Werden durch das Transatlantische Freihandelsabkommen (TTIP) Hunderttausende neuer Arbeitsplätze geschaffen? Der Europaabgeordnete Dr. Markus Pieper, CDU, findet Spekulationen darüber wenig sinnvoll. Komme TTIP jedoch nicht, würde es für die Innovationsführerschaft Deutschlands „gefährlich“, betont er. „Die neuen Wirtschaftsmächte sind China und Indien“, so Pieper, „der Zusammenschluss der Europäischen Union mit den USA ist überlebenswichtig“, sagt der Europaabgeordnete.

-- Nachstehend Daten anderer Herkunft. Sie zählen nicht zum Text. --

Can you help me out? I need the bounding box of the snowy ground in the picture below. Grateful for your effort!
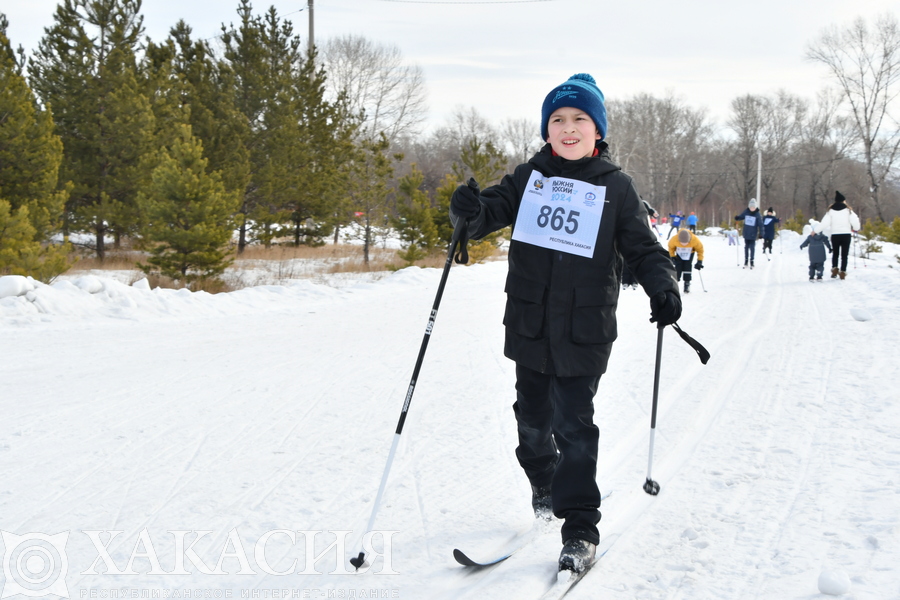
[1,231,899,599]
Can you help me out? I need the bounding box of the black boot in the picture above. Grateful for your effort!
[559,538,596,573]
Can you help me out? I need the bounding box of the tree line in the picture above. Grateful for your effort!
[2,2,899,285]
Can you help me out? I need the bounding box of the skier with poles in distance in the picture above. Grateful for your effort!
[762,207,780,256]
[735,199,763,268]
[819,191,860,280]
[668,228,704,294]
[449,72,681,576]
[665,211,685,239]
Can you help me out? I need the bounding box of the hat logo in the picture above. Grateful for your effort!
[553,89,579,104]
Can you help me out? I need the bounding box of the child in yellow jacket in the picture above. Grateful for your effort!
[668,228,704,293]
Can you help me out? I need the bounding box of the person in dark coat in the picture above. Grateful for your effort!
[800,221,833,281]
[762,208,780,254]
[449,73,680,574]
[735,199,763,268]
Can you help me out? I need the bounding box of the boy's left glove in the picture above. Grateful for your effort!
[649,290,682,326]
[695,260,703,270]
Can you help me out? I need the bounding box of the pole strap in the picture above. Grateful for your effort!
[671,322,711,365]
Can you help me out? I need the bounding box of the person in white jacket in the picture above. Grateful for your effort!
[819,191,861,279]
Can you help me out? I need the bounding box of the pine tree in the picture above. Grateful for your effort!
[137,125,239,285]
[0,26,71,280]
[393,164,439,264]
[221,2,357,251]
[344,134,402,263]
[143,21,251,198]
[29,0,154,260]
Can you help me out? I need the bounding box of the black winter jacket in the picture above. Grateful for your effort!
[455,142,679,377]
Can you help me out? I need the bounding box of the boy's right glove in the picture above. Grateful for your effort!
[649,290,682,326]
[450,183,481,219]
[695,260,703,270]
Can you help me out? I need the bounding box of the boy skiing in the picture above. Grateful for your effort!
[668,229,704,293]
[800,222,832,281]
[449,73,680,575]
[735,199,763,268]
[666,211,684,239]
[762,208,780,255]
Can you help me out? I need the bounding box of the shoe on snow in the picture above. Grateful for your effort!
[558,537,596,574]
[839,271,847,280]
[532,484,553,520]
[831,267,839,278]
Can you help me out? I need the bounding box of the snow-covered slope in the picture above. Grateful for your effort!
[1,231,898,599]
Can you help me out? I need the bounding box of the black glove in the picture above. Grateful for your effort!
[650,290,682,327]
[450,182,481,219]
[671,256,678,269]
[695,260,703,270]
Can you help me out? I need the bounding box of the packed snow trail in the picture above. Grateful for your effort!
[1,231,898,598]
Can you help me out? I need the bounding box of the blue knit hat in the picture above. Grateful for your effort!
[540,73,607,142]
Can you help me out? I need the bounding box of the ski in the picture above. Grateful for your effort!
[538,534,619,600]
[453,491,612,568]
[452,525,538,567]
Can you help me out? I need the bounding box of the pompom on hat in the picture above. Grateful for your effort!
[541,73,607,142]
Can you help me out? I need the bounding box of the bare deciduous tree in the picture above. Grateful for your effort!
[500,117,541,166]
[807,13,900,220]
[321,34,427,145]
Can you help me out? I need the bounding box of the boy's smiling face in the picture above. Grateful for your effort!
[546,106,601,160]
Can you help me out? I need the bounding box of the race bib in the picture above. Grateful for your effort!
[511,171,606,258]
[675,246,693,260]
[744,215,758,227]
[764,217,774,226]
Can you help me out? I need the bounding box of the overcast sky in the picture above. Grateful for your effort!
[3,0,899,136]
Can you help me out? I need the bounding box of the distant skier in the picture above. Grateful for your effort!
[819,191,860,280]
[800,221,832,281]
[686,211,698,233]
[668,229,704,293]
[735,199,763,268]
[725,228,739,246]
[666,211,684,240]
[762,208,780,255]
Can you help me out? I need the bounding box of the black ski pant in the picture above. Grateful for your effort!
[673,257,693,283]
[621,264,637,287]
[744,238,757,264]
[763,238,774,253]
[666,225,678,240]
[513,364,601,545]
[831,234,851,272]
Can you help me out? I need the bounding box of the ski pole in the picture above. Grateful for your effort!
[350,179,476,570]
[643,325,664,496]
[697,268,707,292]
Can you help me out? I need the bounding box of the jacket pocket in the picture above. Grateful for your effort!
[571,285,618,344]
[503,273,546,339]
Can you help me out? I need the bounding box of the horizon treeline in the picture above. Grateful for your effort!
[2,2,899,283]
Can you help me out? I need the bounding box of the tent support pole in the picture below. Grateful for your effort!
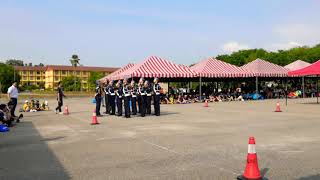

Stefan Engstfeld, europapolitischer Sprecher von Bündnis 90/Die Grünen im NRW-Landtag ist skeptisch, ob viele der zahlreichen Reglementierungen des Freihandelsabkommens tatsächlich nötig sind. Diplomingenieur Wolfgang Tenbusch, Geschäftsführer der Albaar Deutschland GmbH hält die Auswirkungen auf den Arbeitsmarkt für nicht einschätzbar. Das Unternehmen ist Marktführer (70 Prozent) im Bereich von Kosmetikprodukten. Es betreibt ein Werk in Kentucky/USA.
Alle drei waren am Mittwochabend Teilnehmer der Podiumsdiskussion über das TTIP in Stroetmanns Fabrik, Emsdetten. Eingeladen hatten das europe direct Informationszentrum Steinfurt der Wirtschaftsförderung WESt, und die Europa Union, Kreisverband Steinfurt. Moderator war Dr. Ralf Hell. Kreisdirektor Dr. Martin Sommer begrüßte das zahlreich erschienene Publikum.

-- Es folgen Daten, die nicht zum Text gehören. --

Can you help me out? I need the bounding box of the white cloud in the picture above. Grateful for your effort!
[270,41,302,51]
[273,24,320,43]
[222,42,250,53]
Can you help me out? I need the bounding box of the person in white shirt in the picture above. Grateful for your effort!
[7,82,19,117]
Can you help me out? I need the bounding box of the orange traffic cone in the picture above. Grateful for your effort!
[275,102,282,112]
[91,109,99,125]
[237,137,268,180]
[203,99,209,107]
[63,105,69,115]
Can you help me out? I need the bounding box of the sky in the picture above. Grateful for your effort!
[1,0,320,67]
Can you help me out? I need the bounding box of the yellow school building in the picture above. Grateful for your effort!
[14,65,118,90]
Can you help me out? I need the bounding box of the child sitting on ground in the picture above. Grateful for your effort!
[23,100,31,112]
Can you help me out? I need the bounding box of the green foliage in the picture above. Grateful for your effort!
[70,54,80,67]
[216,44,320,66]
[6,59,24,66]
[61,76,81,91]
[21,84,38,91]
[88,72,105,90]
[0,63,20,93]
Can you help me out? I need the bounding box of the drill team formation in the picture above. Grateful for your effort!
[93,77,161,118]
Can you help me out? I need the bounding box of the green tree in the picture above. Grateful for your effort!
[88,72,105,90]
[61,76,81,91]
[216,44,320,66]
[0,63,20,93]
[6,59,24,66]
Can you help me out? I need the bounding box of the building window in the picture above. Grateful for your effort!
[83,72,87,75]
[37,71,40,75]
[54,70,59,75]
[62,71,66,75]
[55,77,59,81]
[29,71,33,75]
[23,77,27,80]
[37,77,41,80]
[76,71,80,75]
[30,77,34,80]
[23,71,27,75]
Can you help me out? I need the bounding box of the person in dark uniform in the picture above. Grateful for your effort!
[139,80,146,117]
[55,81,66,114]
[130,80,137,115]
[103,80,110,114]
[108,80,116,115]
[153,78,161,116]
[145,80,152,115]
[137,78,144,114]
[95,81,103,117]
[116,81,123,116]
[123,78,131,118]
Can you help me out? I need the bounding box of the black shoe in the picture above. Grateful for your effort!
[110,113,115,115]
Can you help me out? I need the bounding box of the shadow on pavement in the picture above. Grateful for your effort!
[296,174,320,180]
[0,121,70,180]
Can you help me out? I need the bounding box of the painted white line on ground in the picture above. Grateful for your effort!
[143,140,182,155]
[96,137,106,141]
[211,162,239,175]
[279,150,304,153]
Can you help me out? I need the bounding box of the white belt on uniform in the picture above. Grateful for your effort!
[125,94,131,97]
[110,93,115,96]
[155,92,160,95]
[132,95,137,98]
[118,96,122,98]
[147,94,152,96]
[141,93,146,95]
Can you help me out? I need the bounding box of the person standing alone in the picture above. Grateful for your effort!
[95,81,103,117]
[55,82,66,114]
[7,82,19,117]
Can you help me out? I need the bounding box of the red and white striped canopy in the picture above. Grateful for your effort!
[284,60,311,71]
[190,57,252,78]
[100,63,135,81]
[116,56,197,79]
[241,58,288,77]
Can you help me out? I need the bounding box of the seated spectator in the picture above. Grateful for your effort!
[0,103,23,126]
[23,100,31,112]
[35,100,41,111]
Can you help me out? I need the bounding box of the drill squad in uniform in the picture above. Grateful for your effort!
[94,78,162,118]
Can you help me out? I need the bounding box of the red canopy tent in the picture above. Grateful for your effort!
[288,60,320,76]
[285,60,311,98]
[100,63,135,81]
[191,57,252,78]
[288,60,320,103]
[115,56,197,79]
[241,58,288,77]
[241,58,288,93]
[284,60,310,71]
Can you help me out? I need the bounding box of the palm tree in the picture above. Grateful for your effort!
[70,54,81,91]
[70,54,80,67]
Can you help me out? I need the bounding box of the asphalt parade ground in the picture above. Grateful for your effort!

Über das TTIP, Abkürzung für „Transatlantic Trade and Investment Partnership“ wird seit Jahren verhandelt. Befürworter sehen darin Vorteile für große und vor allem auch für kleine Unternehmen. Sie sagen, US-Märkte würden für Firmen aus der Europäischen Union (EU) geöffnet, Bürokratie abgebaut und Handelsvorschriften vereinfacht. Gegner des Abkommens prangern unter anderem die Geheimhaltung bei den Verhandlungen an und befürchten den Verlust wichtiger Verbraucherstandards.

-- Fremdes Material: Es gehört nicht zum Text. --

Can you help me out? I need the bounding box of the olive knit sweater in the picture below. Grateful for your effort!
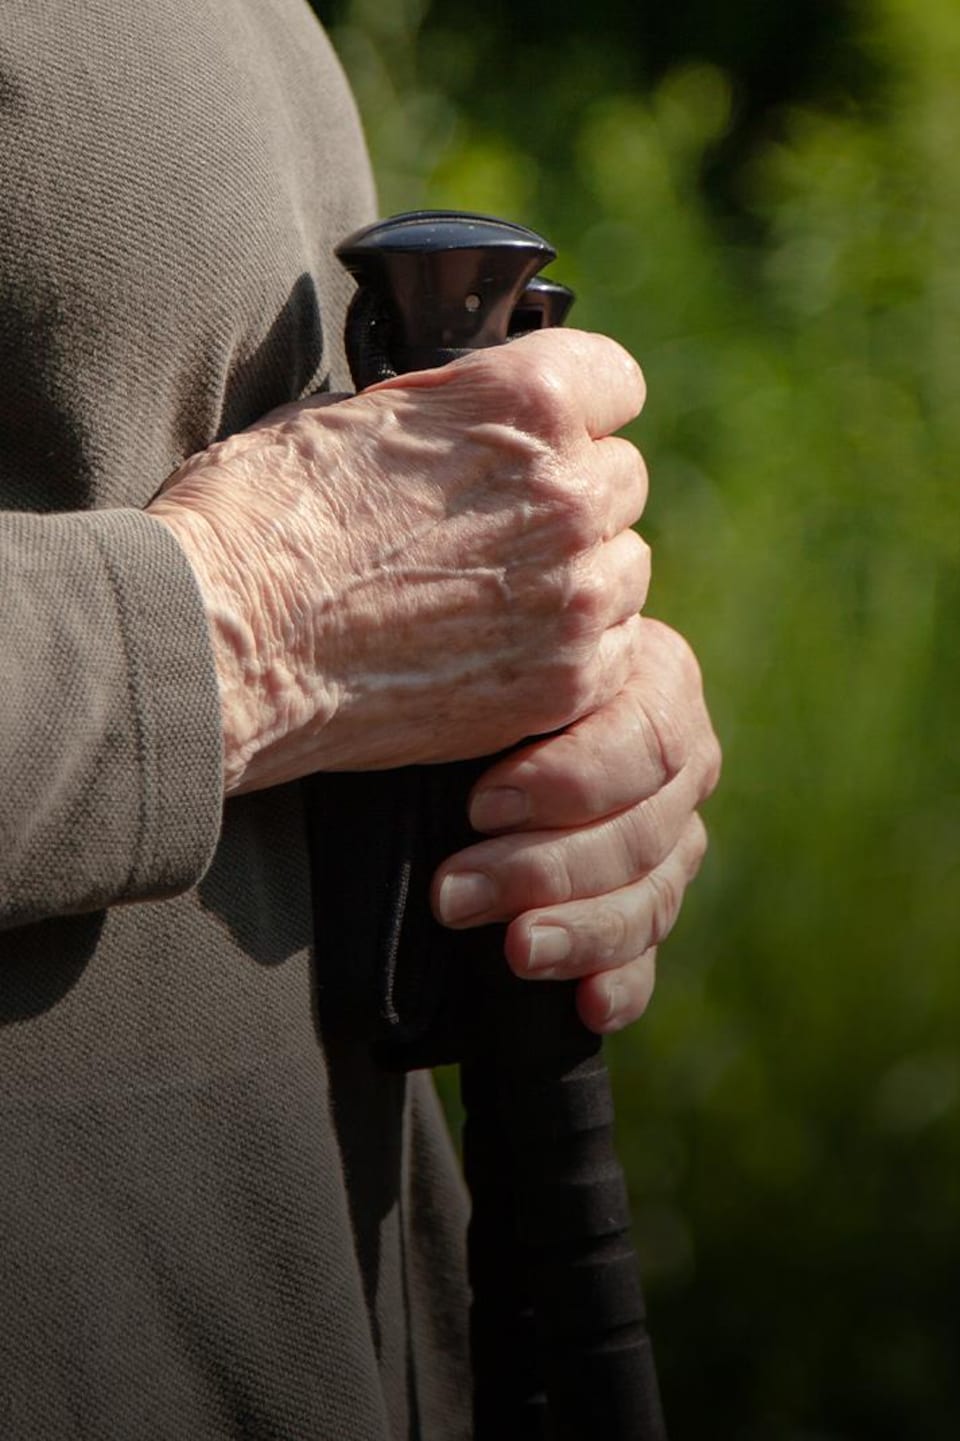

Bei Streitigkeiten zwischen den Regierungen der EU und den USA sollen private Schiedsgerichte entscheiden. Auch dieser Punkt ist umstritten. „Wir haben doch gute Gerichte“, sagt Engstfeld. Dr. Pieper hingegen weist auf politische Instabilität zum Beispiel in Ungarn hin, wo ausländische Unternehmen enteignet würden. „Glauben Sie nicht, dass Investoren aus den USA hier größeres Vertrauen in private Schiedsgerichte hätten als in die staatliche Gerichtsbarkeit?“, gab der Europa-Abgeordnete zu bedenken.
In Punkto Geheimhaltung bei den TTIP-Verhandlungen werde längst etwas getan und mehr Transparenz geschaffen, so Pieper. Engstfeld bezweifelt das und sagte, es gehe nicht nur um die Möglichkeiten der Einsichtnahme in Papiere, sondern vor allem um die Nachvollziehbarkeit der Politik.
Ob ein endgültiger Abschluss des Transatlantischen Freihandelsabkommens noch bis zu den US-Präsidentschaftswahlen im Herbst 2016 zu erwarten sei bezweifeln alle Diskussionsteilnehmer. Pieper prognostiziert, es werde bis dahin bestenfalls eine „Light-Version“ mit Regelung der Schiedsgerichte und technischer Fragen geben, während über hochsensible Themen wohl erst später entschieden werde.